Are non-profit leaders taking volunteers for granted? The story has it that non-profit executives have only three responsibilities: 1) the care of the board; 2) the feeding of the board; and 3) the care and feeding of the board. While this observation may draw a smirk, smile or perhaps a groan from your fellow CEO’s, it also reflects a hard truth about getting and keeping volunteers and members involved in today’s time-starved environment. The time deficit cuts both ways for volunteers and exec’s alike. The challenge is particularly acute for small associations where volunteers serve dual roles as both leaders/owners of the association and oftentimes as volunteer staff. Imagine if you will a stockholder showing up at IBM‘s Armonk, NY headquarters to trim up the lawn, stuff envelopes for the latest promotion, or perhaps taking a turn cleaning up the restrooms. Unimaginable, right? Yet, isn’t that what we ask of volunteers (okay, maybe not the lawn and bathrooms…oh, you do…really)?
We need their human capital to make our organizations run and the roles for volunteers are changing in unexpected ways. One example. Even a rudimentary reading of the new Form 990 regulations makes clear that the accountability stakes for boards have been raised significantly. Keep a sharp eye on your Directors & Officers Liability Insurance premiums in the years ahead.
The challenge for nonprofit leaders is building confidence and comfort in leading and managing volunteers in this matrix of volunteer engagement. To be sure some of us prefer to keep volunteers “out of the weeds” focused tightly on the 30,000 foot view alongside power of the policy and strategy juggernaut. With a solid strategy, finely tuned implementation plans and financial business model built on strength, many Boards will happily enjoy the view. Until they don’t. And then—even in the face of a strong balance sheet—they will prod for softness and vulnerabilities whether real or imagined. The unrelenting feeding frenzy brought on by the economic meltdown has dimmed the value of rose colored glasses significantly.

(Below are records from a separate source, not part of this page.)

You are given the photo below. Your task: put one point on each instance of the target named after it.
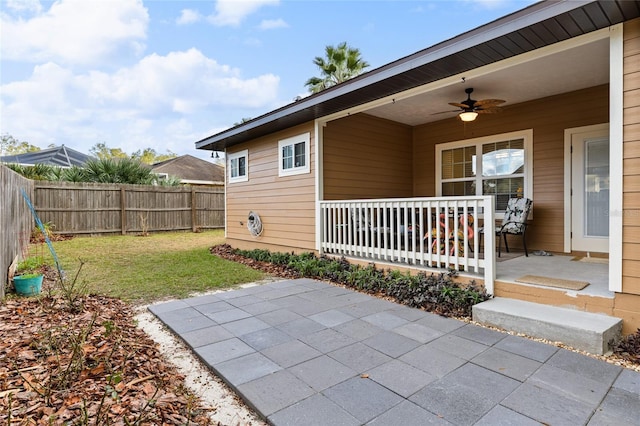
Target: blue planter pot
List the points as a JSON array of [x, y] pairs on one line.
[[28, 286]]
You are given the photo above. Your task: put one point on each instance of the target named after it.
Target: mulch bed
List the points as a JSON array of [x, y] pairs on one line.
[[90, 366]]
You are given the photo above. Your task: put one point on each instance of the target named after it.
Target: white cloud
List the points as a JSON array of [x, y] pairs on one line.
[[136, 105], [76, 32], [270, 24], [490, 4], [232, 12], [188, 16], [24, 5]]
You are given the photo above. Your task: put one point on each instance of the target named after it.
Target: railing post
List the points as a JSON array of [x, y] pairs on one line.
[[489, 244]]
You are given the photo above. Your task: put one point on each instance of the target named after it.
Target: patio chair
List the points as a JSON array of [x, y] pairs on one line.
[[514, 222]]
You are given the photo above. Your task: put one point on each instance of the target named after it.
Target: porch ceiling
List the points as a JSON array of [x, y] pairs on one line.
[[561, 72], [530, 30]]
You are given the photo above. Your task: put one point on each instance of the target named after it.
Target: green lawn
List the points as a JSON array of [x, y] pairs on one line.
[[143, 269]]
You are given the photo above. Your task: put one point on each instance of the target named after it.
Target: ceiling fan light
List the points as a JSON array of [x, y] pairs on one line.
[[468, 115]]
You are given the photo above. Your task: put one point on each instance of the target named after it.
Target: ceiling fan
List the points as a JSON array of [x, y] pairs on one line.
[[470, 108]]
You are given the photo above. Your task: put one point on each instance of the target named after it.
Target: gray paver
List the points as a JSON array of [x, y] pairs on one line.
[[402, 378], [274, 392], [585, 366], [458, 346], [245, 326], [327, 340], [421, 368], [547, 407], [385, 320], [245, 300], [502, 416], [418, 332], [279, 316], [443, 324], [205, 336], [246, 368], [359, 357], [408, 414], [390, 343], [479, 334], [331, 318], [301, 327], [358, 329], [322, 372], [316, 410], [213, 307], [223, 351], [260, 308], [229, 315], [201, 300], [621, 404], [628, 380], [432, 360], [570, 385], [465, 395], [265, 338], [363, 398], [507, 363], [527, 348], [291, 353]]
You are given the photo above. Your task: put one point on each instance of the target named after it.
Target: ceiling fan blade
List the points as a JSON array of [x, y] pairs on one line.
[[445, 112], [492, 110], [487, 102]]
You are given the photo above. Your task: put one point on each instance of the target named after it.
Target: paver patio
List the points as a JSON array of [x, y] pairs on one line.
[[305, 352]]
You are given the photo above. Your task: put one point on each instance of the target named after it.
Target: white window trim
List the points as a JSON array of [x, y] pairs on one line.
[[234, 156], [305, 137], [526, 135]]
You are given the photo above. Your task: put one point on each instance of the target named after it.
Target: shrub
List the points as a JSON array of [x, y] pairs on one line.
[[434, 292]]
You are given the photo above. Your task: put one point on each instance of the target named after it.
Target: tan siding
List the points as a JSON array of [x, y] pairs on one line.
[[286, 205], [631, 162], [366, 157], [548, 118]]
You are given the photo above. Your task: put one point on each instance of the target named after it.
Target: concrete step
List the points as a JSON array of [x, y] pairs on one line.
[[587, 331]]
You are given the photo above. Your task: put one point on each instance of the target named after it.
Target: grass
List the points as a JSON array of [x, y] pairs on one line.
[[143, 269]]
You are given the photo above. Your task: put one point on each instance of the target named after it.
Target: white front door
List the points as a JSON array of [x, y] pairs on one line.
[[590, 189]]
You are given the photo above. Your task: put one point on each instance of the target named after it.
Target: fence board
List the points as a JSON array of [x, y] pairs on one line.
[[97, 209], [16, 221]]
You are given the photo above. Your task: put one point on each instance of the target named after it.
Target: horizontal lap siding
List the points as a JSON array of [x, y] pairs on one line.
[[548, 117], [366, 157], [286, 205], [631, 153]]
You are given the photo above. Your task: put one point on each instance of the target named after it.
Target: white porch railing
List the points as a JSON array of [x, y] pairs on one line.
[[442, 232]]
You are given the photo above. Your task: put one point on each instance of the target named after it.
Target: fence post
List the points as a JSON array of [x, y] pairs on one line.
[[193, 210], [123, 211]]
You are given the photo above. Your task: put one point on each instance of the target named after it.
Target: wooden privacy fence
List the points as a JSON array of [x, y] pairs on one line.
[[16, 220], [96, 209]]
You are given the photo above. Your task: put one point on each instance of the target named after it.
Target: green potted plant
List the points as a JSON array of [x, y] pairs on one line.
[[28, 278]]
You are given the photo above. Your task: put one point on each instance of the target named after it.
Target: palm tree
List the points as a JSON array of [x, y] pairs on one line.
[[341, 64]]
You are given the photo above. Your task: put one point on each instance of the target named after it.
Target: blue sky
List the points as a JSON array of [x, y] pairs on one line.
[[163, 74]]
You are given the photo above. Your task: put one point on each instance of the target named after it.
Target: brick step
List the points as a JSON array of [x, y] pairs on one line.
[[587, 331]]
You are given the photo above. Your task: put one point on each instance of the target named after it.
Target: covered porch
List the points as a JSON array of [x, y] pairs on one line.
[[442, 233]]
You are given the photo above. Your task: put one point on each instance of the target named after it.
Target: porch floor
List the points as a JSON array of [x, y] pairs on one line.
[[514, 265]]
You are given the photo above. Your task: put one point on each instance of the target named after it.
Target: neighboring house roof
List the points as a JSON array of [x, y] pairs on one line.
[[534, 27], [59, 156], [191, 169]]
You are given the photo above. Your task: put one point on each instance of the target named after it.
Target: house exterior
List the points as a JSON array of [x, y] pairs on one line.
[[60, 156], [191, 171], [386, 146]]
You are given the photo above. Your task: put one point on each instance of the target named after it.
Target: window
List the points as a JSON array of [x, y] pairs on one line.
[[238, 166], [293, 155], [498, 165]]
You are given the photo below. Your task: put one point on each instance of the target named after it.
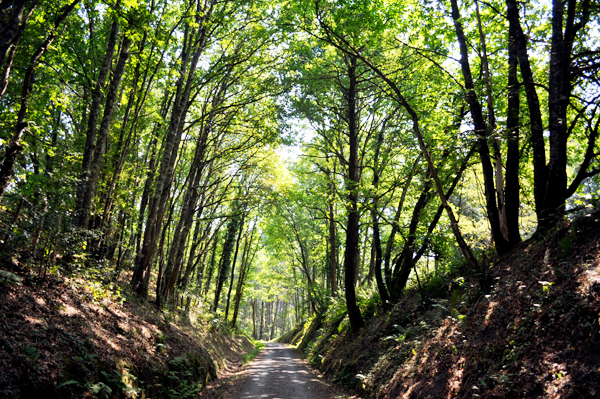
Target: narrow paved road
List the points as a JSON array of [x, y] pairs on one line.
[[277, 373]]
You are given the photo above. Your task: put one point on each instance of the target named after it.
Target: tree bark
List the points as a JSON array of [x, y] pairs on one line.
[[92, 123], [194, 42], [351, 252]]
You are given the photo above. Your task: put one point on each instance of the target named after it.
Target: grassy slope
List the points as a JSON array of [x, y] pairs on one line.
[[536, 334], [71, 332]]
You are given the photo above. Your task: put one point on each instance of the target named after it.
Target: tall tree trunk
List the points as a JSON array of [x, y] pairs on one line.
[[10, 35], [246, 263], [92, 123], [194, 43], [377, 250], [352, 185], [14, 145], [228, 247], [512, 185], [482, 131], [89, 188], [233, 263], [332, 233]]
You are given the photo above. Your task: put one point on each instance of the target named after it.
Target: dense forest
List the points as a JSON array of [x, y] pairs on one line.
[[258, 164]]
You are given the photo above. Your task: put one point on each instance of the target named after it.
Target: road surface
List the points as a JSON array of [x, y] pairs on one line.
[[277, 373]]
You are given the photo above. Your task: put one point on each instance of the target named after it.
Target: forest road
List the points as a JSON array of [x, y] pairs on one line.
[[278, 372]]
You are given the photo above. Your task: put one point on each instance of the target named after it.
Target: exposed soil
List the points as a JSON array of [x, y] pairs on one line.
[[62, 337], [535, 334]]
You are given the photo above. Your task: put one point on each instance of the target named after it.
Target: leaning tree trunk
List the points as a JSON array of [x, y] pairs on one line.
[[351, 252], [194, 42], [92, 123], [481, 130]]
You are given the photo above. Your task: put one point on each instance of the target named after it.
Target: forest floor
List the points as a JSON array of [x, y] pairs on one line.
[[534, 334], [64, 337]]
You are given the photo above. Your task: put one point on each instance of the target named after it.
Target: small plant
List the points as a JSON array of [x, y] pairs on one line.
[[402, 335], [247, 358]]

For others of us though, the demand for new service that meet or exceed member’s expectations, marginal growth in existing programs and unpredictable financial resources require we view volunteers through a bifurcated lens as both advisors and sources of human capital essential to the successful execution of an association’s mission and delivery of services. Like so many things in life, there are real risks and real rewards in learning to lead effectively in this ever-changing volunteer paradigm.